CCP plans to watch EVE players wage war while economy takes possible hit
CCP is looking forward to Goonswarm and the alliance of corporations know as the CFC's assault on the Council of Stellar Management and its in-game economy's center, the Jita trade hub. The initiative, titled "Burn Jita", was organized to coincide with the end of the 30-day ban on the former, and controversial boss of the organization, Alexander "The Mittani" Gianturco.
Several other organizations and corporations have joined the battle, while others have decided to refrain. We don't play EVE Online, and don't really understand a lot of this, but it sound absolutely mental.
According to an email we received from an EVE Online player, this all started when Mittani was banned from EVE for comments he made during an Alliance pane during EVE Fanfest. In the public talk, he mocked and then urged others to mock a player harboring suicidal thoughts stemming from depression.
“Incidentally, if you want to make the guy kill himself, his [in-game] name is [...]“, Mittani he said, via RPS.
Stating the reason for his remarks was due to being intoxicated at the time, he issues a lengthy public apology and promised to resign as Eve Online Council chairman. CCP felt his actions breached the game's EULA and handed him a 30-day ban from the game.
"The general public of EVE was split on the decision and the aftermath," an EVE Online player told VG247. "The Mittani then decided to drop politics and get back into the game and to have fun and see whether CCP will ride the storm called Jita Burns or whether CCP would take offense in the action and succumb to the hi sec dweller pressure that will definitely will pile up as people lose billions of isk (in game currency) to said actions.
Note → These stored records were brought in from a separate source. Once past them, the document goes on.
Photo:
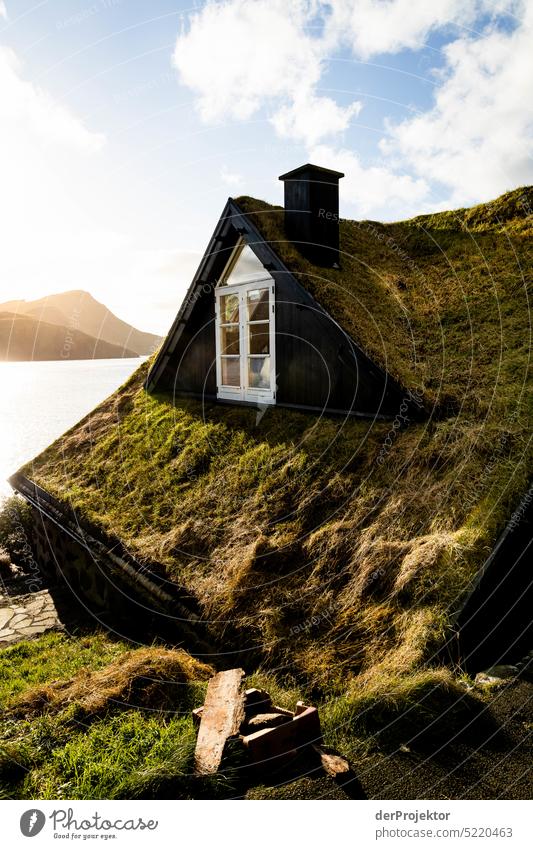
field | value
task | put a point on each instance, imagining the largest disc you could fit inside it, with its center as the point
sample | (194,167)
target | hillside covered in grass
(337,551)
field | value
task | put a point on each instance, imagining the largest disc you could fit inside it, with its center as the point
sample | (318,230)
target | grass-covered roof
(338,549)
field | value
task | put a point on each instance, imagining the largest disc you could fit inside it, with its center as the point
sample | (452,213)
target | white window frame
(243,392)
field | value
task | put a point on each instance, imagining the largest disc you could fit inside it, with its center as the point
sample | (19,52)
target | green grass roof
(338,548)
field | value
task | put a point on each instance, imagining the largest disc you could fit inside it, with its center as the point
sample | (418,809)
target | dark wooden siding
(318,366)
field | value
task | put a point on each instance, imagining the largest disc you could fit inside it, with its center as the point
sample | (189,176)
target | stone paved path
(25,616)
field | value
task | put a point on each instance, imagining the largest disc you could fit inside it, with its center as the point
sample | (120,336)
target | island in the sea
(70,325)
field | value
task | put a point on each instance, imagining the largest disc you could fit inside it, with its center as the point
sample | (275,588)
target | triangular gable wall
(352,383)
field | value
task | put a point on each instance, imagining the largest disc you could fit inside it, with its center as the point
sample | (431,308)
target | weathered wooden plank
(222,715)
(333,763)
(268,743)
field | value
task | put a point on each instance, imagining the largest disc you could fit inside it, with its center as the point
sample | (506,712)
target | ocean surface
(40,400)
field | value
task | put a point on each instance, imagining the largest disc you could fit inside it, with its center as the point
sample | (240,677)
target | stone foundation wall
(64,560)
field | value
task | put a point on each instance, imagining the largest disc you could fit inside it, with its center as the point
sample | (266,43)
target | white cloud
(375,190)
(371,27)
(477,138)
(310,118)
(239,55)
(29,111)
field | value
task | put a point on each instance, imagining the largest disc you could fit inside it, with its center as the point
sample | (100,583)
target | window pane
(229,339)
(258,305)
(259,372)
(229,308)
(231,371)
(259,338)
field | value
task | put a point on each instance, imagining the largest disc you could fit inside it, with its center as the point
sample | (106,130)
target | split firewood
(221,718)
(266,720)
(332,762)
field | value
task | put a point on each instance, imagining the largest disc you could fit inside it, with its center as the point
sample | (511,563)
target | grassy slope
(339,548)
(116,724)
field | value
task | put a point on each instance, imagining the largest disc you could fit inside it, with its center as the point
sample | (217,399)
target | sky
(125,125)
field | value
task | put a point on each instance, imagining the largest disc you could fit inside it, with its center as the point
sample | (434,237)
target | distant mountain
(79,311)
(23,337)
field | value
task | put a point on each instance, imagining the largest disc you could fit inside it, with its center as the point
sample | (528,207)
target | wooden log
(222,715)
(266,720)
(273,742)
(197,716)
(332,762)
(257,701)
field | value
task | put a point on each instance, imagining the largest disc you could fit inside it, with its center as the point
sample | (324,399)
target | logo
(32,822)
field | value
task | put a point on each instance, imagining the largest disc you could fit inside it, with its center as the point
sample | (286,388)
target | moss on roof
(440,301)
(337,548)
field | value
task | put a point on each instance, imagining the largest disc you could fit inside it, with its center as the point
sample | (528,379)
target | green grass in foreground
(127,747)
(88,718)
"Why would something like virtual money mean anything to anyone? Simple, for 500 million isk a player can extend his playtime for 30-days. These items are called PLEX'es and they are traded on the EVE market. The real life equivalent would be around €15 or roughly $20. So, if people lose ships worth billions of isk they actually lose real money too."
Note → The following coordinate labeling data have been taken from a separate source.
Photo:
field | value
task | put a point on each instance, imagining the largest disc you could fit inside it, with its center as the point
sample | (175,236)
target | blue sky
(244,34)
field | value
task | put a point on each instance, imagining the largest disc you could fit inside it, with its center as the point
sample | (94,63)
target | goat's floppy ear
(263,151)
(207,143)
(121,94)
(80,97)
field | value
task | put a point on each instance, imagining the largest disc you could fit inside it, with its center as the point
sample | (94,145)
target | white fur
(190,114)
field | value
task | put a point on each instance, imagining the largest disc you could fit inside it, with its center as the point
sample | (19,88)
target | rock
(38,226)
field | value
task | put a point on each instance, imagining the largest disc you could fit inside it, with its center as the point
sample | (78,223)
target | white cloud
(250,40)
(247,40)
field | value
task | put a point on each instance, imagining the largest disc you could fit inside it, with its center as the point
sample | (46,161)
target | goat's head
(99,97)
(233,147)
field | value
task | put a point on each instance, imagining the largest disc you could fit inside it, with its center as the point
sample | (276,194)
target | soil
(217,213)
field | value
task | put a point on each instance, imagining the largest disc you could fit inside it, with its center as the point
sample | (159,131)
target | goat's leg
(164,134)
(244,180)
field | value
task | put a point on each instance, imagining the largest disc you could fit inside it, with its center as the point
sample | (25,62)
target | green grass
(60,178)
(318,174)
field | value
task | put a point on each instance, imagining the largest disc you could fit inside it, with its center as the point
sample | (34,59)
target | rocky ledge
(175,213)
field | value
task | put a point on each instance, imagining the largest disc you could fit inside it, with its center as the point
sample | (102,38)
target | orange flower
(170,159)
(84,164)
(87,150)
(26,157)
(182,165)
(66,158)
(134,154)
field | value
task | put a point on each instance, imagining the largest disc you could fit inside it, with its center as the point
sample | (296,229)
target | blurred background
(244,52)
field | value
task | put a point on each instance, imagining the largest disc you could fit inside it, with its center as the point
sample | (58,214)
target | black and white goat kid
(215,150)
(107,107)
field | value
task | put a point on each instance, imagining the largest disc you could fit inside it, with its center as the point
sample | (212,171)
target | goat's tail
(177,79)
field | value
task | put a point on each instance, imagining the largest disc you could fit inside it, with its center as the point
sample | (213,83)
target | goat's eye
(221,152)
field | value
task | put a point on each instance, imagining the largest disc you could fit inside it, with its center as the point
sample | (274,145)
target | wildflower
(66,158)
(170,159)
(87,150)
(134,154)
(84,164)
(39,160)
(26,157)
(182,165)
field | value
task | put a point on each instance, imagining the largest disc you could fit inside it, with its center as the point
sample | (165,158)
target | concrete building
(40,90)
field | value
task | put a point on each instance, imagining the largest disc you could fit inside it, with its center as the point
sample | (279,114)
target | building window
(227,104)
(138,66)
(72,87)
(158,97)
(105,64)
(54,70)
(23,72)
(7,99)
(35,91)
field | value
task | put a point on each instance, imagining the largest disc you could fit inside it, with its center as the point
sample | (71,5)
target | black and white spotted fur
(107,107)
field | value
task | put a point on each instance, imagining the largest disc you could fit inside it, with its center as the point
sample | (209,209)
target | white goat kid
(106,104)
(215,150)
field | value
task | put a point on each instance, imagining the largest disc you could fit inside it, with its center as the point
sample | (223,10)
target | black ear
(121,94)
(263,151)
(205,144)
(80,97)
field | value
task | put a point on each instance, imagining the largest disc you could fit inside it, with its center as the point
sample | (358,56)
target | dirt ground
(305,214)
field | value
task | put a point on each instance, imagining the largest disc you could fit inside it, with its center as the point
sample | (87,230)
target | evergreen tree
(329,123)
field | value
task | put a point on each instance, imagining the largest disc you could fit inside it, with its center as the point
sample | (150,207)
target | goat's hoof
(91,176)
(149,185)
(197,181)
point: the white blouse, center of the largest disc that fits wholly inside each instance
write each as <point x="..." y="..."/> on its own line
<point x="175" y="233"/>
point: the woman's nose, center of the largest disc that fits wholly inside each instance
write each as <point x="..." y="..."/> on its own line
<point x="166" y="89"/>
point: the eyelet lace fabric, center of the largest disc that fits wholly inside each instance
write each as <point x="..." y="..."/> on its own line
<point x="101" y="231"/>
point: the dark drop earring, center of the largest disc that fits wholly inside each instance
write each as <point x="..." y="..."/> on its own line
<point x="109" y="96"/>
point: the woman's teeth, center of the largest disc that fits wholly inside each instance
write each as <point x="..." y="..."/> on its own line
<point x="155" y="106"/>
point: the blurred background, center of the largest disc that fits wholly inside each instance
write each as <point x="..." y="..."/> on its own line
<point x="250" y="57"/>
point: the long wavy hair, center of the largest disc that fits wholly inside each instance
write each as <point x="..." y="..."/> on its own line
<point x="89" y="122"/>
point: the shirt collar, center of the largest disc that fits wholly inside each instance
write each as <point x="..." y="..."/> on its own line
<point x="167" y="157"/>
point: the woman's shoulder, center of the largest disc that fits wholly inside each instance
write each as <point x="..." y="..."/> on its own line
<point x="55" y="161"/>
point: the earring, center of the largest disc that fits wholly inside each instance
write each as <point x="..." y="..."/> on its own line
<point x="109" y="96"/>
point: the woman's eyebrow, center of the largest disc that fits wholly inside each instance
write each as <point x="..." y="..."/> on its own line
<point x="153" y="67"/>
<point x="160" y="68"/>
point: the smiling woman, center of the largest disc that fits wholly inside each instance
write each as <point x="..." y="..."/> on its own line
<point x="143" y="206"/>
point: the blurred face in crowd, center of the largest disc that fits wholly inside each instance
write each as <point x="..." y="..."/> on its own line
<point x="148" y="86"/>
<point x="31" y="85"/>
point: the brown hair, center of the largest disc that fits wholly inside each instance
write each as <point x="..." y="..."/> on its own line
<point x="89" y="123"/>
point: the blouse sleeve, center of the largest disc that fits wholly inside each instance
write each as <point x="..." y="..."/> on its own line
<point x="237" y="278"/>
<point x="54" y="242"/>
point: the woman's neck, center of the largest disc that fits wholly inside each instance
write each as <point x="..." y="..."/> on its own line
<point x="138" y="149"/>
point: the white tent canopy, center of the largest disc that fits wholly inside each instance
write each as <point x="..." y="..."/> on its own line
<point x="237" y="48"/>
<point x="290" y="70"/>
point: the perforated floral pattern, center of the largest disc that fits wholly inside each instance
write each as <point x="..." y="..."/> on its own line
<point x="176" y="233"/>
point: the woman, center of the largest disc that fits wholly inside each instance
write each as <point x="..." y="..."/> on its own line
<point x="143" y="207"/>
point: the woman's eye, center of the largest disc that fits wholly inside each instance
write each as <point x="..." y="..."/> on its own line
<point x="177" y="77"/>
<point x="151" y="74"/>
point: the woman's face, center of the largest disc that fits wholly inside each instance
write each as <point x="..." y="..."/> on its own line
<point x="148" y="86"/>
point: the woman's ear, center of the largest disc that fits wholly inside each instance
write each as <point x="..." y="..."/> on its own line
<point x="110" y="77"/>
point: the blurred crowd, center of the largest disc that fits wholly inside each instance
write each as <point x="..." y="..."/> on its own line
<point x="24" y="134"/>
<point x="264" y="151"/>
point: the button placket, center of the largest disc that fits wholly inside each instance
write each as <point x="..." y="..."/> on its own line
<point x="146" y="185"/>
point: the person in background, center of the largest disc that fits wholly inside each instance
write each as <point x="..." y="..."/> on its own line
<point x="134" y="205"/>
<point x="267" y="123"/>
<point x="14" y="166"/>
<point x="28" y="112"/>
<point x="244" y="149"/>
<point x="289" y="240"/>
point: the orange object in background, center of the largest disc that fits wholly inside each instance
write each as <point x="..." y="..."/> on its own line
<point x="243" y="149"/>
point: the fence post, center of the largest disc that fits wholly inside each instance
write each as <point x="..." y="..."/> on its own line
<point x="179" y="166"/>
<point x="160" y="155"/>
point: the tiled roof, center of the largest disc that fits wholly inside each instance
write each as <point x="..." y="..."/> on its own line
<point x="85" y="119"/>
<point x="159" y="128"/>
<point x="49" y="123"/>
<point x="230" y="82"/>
Indeed, many players were worried the assault will hurt the game's economy, but as some 14,000 odd Mittani's Goonswarm alliance Thrashers start prepping for war, instead of intervening, CCCP was busy popping popcorn.
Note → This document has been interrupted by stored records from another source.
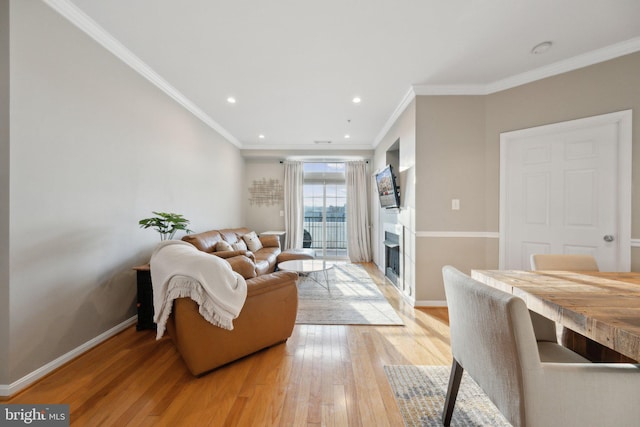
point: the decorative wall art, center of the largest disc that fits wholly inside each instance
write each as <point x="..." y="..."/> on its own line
<point x="266" y="192"/>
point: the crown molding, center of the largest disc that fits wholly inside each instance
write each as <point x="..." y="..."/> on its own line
<point x="570" y="64"/>
<point x="450" y="89"/>
<point x="574" y="63"/>
<point x="90" y="27"/>
<point x="323" y="147"/>
<point x="406" y="100"/>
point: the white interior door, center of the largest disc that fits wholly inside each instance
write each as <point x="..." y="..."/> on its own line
<point x="565" y="188"/>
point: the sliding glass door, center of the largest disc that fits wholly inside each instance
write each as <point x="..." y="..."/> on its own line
<point x="325" y="207"/>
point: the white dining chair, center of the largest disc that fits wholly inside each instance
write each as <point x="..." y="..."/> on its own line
<point x="532" y="383"/>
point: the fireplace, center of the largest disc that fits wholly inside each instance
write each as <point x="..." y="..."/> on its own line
<point x="393" y="254"/>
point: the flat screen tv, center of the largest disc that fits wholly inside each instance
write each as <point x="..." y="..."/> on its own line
<point x="387" y="188"/>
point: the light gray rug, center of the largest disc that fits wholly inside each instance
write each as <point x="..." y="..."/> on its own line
<point x="421" y="390"/>
<point x="352" y="299"/>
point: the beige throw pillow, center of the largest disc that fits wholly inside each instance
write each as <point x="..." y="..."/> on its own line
<point x="253" y="242"/>
<point x="223" y="246"/>
<point x="239" y="246"/>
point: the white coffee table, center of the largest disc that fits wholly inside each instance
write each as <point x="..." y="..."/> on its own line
<point x="306" y="266"/>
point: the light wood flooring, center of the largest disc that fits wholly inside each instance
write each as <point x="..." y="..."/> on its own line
<point x="323" y="375"/>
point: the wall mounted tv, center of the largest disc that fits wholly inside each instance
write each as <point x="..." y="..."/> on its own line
<point x="388" y="190"/>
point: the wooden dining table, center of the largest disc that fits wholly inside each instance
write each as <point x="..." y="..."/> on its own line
<point x="604" y="307"/>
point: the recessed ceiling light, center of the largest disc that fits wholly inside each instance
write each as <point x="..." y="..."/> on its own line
<point x="541" y="48"/>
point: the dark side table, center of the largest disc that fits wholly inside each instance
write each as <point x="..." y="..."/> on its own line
<point x="145" y="298"/>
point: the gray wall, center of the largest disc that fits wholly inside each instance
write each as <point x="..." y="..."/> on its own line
<point x="458" y="156"/>
<point x="261" y="217"/>
<point x="4" y="190"/>
<point x="94" y="148"/>
<point x="599" y="89"/>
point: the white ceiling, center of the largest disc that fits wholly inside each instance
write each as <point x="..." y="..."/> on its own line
<point x="295" y="65"/>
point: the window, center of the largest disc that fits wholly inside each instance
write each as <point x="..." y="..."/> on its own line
<point x="325" y="206"/>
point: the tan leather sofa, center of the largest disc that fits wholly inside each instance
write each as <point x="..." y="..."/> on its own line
<point x="267" y="317"/>
<point x="265" y="258"/>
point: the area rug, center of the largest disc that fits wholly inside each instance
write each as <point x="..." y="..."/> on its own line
<point x="351" y="299"/>
<point x="421" y="390"/>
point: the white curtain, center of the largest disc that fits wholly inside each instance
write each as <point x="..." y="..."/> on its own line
<point x="358" y="232"/>
<point x="293" y="203"/>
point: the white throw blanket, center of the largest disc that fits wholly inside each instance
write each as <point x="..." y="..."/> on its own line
<point x="179" y="269"/>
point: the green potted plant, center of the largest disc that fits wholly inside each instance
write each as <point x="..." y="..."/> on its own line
<point x="166" y="224"/>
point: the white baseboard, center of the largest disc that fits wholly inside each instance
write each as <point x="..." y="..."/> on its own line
<point x="27" y="380"/>
<point x="431" y="303"/>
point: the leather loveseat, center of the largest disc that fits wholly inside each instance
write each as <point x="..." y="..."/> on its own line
<point x="267" y="317"/>
<point x="264" y="258"/>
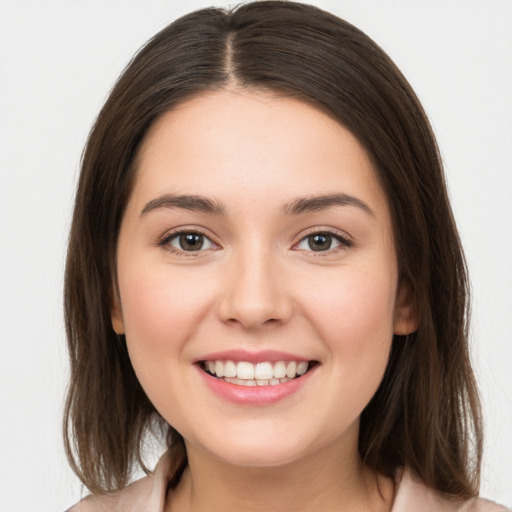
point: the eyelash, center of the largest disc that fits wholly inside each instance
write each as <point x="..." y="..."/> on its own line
<point x="168" y="238"/>
<point x="345" y="242"/>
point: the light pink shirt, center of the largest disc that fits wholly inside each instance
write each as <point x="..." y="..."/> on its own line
<point x="148" y="495"/>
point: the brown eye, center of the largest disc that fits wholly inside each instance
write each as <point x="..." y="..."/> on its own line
<point x="322" y="241"/>
<point x="189" y="241"/>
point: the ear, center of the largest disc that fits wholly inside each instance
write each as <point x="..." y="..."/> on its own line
<point x="116" y="313"/>
<point x="406" y="318"/>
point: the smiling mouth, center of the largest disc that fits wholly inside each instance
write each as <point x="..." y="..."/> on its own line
<point x="244" y="373"/>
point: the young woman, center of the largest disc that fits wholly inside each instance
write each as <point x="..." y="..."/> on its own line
<point x="263" y="266"/>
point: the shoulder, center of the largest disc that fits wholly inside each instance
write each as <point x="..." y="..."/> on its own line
<point x="412" y="495"/>
<point x="144" y="495"/>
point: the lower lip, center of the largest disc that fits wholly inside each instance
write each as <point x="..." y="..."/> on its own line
<point x="254" y="395"/>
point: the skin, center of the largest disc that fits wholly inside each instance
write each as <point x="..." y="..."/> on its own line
<point x="257" y="285"/>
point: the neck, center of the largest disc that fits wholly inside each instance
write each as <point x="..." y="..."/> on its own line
<point x="329" y="479"/>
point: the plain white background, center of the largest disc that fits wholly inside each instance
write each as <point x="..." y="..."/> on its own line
<point x="58" y="60"/>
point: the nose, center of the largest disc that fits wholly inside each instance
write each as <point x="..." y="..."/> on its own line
<point x="254" y="295"/>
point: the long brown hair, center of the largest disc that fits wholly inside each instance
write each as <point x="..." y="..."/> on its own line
<point x="426" y="412"/>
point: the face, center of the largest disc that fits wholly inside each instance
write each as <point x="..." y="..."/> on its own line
<point x="257" y="278"/>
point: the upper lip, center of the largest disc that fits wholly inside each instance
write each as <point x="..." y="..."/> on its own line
<point x="261" y="356"/>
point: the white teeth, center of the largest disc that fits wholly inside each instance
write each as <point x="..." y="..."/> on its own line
<point x="302" y="367"/>
<point x="264" y="371"/>
<point x="262" y="374"/>
<point x="219" y="368"/>
<point x="230" y="369"/>
<point x="279" y="370"/>
<point x="291" y="370"/>
<point x="244" y="370"/>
"I tell you what, it's going to be f**king brilliant," EVE senior producer Jon Lander told Eurogamer. "Absolutely brilliant. There was one bug [the 'bookmark escaping agro bug'] in the game that meant that if they do the things they're going to do, they could have escaped the in-game consequences. So we fixed that bug about three weeks ago. And they went, okay.
"They're going to do exactly what you're able to do in the game, and people will have to roll with it. It'll be great.
"Last night I got an email - Jita was at 2100. Time dilation kicked in at 15 per cent. And there were people just watching the s**t that was going down. It was brilliant. It was absolutely great. We want people to be able to do this. If Goonswarm want to do it, we want them to do it and we want them to have a great time doing it."
Lead game designer Kristoffer Touborg said player-driven events such as this are what makes EVE different than your average MMO, and it's CCP's policy to sit back and watch it all unfold.
"It's what makes Eve a really good game," he said. "Do you want to play a 15 minute match of Call of Duty that you won't remember the next day, or do you want to spend four months manufacturing 14,000 Thrashers to do this? It's just so big and awesome.
"The people they're going to hurt now are people who have quite a lot of security. There's not a lot of turnaround on ships and goods in Empire. I think it might be healthy if we lose a lot of this industrial power, if they have to go back and save up for their ships again and be a part of the cycle of life everyone else is a part of.
"I don't like complete security, and I do like when a large group of players who live in complete security have that pulled away temporarily. It's going to be healthy."